Mais il y a encore du travail en direction de la toute petite enfance : des supports de visite devraient être créés pour les tout-petits et les classes de maternelle devraient toutes aller se promener dans un musée - se promener, et non visiter, pour que le musée soit pensé comme un espace ouvert et libre, davantage comme un parc que comme une école. Ainsi on pourrait articuler découverte de l'art et développement de la créativité. Et aller au musée avec des enfants, avec ou sans activité ludique, ne semblerait plus incongru. Car vous pouvez aussi faire le pari d'une visite de musée traditionnelle, sans support ni activité ludique ! Nous avons testé in extremis l'exposition sur les Hittites ("Royaumes oubliés. De l'empire hittite aux Araméens") du musée du Louvre (malheureusement terminée depuis le 12 août), et nos filles ont vraiment apprécié, tant les objets étaient beaux : elles n'ont certes rien "appris", mais elles en ont pris plein les yeux, et c'est bien l'essentiel !

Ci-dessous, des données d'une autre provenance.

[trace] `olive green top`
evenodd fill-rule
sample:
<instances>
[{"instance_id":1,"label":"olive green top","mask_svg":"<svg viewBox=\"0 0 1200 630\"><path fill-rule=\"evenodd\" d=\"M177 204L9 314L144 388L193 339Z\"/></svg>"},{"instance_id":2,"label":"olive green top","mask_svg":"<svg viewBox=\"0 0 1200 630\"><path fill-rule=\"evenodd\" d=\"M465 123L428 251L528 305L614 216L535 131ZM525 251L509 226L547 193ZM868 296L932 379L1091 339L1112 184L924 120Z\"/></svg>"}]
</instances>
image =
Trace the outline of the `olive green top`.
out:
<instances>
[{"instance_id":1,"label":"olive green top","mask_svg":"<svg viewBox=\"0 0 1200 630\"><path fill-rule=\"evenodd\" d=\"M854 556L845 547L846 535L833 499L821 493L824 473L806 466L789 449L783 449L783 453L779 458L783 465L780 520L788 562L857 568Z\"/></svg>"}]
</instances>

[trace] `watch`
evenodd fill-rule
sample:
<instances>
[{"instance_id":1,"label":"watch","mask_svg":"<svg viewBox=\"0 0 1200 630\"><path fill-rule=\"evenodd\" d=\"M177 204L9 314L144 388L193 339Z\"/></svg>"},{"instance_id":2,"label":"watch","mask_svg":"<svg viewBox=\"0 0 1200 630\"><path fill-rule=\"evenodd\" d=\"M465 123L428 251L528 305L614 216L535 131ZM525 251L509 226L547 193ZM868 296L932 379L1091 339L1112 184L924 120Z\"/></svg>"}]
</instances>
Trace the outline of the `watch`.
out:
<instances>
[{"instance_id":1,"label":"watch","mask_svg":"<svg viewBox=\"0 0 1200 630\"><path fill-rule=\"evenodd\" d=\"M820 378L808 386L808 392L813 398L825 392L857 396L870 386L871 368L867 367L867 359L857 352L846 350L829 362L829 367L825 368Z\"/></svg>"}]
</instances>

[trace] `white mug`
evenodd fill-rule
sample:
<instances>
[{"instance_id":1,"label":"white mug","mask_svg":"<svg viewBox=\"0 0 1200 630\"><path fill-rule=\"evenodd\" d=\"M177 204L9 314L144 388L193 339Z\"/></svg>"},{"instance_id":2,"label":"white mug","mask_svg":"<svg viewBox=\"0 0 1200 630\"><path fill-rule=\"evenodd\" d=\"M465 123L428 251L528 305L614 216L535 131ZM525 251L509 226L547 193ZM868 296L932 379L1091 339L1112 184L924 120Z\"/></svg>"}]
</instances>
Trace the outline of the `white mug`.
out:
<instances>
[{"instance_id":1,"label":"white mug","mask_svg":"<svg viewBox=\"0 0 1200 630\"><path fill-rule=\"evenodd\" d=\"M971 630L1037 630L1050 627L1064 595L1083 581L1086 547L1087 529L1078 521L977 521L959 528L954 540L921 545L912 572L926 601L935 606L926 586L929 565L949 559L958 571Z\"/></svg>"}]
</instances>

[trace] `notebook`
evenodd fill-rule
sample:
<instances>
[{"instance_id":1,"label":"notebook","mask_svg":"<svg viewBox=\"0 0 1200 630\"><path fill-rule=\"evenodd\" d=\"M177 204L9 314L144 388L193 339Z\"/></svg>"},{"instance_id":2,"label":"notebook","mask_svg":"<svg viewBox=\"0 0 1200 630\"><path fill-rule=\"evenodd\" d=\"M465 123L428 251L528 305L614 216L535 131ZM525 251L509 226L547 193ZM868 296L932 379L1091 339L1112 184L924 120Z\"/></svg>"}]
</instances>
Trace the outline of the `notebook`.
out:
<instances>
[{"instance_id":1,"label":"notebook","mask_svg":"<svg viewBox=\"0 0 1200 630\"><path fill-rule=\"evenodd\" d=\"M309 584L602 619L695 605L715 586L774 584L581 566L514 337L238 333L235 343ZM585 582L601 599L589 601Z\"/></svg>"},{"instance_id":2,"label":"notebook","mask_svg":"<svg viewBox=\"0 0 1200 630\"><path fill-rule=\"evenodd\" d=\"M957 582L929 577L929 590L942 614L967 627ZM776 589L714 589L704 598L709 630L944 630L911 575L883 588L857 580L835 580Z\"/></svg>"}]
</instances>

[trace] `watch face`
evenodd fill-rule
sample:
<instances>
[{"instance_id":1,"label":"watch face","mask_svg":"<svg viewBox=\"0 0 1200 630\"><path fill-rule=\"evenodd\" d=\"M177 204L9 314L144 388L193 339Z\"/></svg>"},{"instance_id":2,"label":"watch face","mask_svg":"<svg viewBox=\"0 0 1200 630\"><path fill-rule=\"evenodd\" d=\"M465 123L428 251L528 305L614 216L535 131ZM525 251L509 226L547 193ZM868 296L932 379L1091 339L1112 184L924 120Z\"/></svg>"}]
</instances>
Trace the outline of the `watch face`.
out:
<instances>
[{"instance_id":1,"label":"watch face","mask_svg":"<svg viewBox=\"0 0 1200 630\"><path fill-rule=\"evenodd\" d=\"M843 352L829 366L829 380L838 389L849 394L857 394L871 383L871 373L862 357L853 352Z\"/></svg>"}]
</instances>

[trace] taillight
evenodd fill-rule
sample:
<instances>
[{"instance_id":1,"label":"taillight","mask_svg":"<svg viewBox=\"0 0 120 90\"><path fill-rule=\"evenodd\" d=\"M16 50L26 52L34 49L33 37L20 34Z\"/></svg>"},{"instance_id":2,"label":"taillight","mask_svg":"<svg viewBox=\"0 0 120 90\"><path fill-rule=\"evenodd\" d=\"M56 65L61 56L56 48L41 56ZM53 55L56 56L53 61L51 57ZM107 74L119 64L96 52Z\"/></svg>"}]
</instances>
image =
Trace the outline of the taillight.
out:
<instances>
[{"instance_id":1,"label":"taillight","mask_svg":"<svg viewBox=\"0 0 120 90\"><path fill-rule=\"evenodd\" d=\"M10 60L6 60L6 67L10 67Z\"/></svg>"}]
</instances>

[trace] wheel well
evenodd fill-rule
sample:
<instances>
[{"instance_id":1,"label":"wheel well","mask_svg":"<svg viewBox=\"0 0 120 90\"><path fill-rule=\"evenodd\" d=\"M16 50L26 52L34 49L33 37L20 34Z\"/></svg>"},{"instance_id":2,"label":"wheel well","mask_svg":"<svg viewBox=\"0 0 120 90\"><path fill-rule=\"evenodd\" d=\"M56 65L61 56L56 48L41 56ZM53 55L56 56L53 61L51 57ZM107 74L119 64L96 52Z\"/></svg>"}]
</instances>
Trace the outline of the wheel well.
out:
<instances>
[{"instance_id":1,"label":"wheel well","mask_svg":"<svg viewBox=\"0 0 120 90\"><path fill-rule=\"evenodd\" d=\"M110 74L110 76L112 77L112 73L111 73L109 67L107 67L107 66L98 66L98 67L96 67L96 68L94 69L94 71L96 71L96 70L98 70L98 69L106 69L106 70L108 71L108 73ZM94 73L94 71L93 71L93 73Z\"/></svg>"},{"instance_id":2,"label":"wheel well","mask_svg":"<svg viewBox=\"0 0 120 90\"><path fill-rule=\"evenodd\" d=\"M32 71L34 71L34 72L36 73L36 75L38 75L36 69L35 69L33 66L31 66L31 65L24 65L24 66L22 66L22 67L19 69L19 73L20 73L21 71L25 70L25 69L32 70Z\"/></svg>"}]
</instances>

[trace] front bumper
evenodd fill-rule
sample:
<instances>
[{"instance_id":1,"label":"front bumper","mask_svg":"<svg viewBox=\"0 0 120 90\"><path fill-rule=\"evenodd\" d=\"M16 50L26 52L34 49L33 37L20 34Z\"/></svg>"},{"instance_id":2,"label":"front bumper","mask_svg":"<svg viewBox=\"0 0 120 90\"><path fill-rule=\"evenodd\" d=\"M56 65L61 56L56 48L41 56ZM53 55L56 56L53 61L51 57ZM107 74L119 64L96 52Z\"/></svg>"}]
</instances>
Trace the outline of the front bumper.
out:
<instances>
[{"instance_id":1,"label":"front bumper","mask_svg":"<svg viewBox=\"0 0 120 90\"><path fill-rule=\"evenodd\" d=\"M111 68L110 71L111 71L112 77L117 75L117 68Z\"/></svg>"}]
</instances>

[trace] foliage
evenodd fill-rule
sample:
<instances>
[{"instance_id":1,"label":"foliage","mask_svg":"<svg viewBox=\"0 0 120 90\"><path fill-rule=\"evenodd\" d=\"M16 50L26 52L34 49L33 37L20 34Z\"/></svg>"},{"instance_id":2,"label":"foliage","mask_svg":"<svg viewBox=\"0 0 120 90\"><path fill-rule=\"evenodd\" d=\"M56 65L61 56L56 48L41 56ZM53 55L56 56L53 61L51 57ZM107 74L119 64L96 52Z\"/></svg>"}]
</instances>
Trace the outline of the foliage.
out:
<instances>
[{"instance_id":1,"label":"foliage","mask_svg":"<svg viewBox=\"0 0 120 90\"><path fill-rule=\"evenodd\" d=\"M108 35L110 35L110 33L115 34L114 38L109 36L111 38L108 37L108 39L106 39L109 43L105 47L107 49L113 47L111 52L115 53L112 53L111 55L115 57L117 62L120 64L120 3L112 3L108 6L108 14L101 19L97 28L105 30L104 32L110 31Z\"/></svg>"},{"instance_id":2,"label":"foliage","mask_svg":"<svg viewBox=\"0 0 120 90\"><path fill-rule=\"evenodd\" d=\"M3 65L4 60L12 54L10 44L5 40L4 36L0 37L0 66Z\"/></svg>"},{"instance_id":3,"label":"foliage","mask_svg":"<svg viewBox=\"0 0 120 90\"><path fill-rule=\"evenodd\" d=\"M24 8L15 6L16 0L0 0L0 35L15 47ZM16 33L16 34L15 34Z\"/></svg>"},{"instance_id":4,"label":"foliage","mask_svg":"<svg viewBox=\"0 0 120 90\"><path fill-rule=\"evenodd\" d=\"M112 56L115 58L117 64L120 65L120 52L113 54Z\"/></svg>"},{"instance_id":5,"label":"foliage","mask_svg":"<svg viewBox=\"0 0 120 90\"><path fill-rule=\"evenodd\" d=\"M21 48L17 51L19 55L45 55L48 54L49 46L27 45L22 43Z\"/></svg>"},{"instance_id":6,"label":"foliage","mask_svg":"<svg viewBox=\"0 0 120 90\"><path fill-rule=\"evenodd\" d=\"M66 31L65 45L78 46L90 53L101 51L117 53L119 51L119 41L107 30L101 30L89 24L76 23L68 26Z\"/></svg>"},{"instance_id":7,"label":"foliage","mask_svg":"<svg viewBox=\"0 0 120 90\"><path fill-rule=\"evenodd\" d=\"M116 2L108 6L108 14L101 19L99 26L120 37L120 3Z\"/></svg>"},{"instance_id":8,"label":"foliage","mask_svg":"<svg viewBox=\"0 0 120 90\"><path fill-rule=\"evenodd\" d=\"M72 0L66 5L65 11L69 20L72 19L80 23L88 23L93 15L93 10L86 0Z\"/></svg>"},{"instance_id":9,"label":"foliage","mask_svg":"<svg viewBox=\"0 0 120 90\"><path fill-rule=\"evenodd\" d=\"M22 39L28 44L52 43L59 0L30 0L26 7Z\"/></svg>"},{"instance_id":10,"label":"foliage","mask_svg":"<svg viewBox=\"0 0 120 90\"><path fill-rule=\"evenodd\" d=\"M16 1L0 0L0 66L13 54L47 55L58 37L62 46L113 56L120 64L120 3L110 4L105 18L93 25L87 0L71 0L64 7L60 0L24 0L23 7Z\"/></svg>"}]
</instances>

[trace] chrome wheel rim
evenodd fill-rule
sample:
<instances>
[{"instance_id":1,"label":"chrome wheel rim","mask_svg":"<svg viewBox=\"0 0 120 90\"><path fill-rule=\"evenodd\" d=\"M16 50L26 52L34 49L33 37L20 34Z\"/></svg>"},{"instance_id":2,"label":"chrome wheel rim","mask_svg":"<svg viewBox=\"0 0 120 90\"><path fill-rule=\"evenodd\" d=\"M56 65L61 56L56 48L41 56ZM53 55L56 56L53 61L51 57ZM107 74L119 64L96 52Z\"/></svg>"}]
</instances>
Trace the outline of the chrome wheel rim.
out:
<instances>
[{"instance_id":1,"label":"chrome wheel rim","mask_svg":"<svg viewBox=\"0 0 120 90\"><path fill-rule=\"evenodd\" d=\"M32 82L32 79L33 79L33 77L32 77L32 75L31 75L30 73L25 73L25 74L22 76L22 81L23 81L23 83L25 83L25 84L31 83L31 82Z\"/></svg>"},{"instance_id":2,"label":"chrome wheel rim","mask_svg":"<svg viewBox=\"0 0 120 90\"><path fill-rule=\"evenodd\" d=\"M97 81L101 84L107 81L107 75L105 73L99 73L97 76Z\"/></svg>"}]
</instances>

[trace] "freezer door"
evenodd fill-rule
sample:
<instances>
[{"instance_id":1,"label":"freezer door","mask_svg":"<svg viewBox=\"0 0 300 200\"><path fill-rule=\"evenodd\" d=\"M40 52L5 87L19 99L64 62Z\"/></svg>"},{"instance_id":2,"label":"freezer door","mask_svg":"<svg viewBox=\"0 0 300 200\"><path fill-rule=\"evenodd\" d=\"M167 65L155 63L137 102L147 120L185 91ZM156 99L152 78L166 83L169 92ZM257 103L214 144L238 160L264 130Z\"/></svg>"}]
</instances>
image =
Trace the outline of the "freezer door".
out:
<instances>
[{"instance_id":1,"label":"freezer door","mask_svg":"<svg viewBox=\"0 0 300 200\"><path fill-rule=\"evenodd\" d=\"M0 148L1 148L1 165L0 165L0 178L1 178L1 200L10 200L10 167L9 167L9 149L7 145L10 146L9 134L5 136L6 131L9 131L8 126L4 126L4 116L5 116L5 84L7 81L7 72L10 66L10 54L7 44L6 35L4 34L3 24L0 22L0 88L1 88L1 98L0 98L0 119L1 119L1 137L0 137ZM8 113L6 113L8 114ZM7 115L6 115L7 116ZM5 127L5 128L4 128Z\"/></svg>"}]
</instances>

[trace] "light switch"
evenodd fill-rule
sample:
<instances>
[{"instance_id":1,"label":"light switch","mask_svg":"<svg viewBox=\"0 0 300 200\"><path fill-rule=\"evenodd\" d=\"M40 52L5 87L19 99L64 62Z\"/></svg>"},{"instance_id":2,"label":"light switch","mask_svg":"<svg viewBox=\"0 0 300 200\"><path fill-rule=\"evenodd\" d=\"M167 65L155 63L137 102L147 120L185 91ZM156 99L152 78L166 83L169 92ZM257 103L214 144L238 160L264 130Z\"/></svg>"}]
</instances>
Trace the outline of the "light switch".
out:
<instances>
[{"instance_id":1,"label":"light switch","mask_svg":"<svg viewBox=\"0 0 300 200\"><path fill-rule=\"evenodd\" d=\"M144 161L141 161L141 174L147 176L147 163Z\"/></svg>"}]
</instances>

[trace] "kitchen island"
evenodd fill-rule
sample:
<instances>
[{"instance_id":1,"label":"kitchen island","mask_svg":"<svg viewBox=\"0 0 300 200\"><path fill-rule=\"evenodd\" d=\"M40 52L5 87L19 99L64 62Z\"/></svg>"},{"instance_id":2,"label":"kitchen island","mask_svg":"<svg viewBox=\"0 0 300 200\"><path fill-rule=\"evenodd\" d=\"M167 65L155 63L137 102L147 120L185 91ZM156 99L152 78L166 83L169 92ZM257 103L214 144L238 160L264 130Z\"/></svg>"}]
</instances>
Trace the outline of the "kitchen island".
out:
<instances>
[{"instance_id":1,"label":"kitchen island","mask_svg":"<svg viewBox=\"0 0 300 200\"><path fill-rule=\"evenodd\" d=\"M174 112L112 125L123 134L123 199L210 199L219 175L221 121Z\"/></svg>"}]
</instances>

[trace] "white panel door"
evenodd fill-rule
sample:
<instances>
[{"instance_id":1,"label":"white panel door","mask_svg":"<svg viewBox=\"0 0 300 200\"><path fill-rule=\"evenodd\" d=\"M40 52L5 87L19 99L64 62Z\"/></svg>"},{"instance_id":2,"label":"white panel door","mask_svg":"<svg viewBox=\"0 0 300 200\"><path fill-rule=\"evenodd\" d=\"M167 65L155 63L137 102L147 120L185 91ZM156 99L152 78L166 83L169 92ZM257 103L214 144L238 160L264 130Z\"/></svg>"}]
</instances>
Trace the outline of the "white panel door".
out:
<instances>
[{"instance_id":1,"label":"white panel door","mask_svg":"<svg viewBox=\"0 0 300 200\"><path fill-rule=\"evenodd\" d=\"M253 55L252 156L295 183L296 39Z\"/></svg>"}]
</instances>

Centre Pompidou : "Préhistoire. Une énigme moderne", jusqu'au 16 septembre 2019 ; "La fin du paléolithique" (Galerie des enfants), jusqu'au 2 septembre 2019, gratuit pour les enfants accompagnés d'un adulte muni d'un billet d'entrée dans le musée.

Musée de l'Orangerie - le repaire de Lily, du 3 juillet au 26 août 2019 : gratuit (avec un billet du musée : 9 euros pour les adultes, gratuit pour les moins de 18 ans), sans réservation, aux horaires du musée (tous les jours sauf mardi, 9h-18h), niveau -2 ; activités en français et en anglais.
Attention : fermeture des salles de la collection Walter-Guillaume du 4 septembre 2019 au 31 mars 2020 (tarif réduit en conséquence).

Les petits M'O du Musée d'Orsay : 9 promenades imaginaires à écouter en observant le tableau (sur son ordinateur ou dans le musée).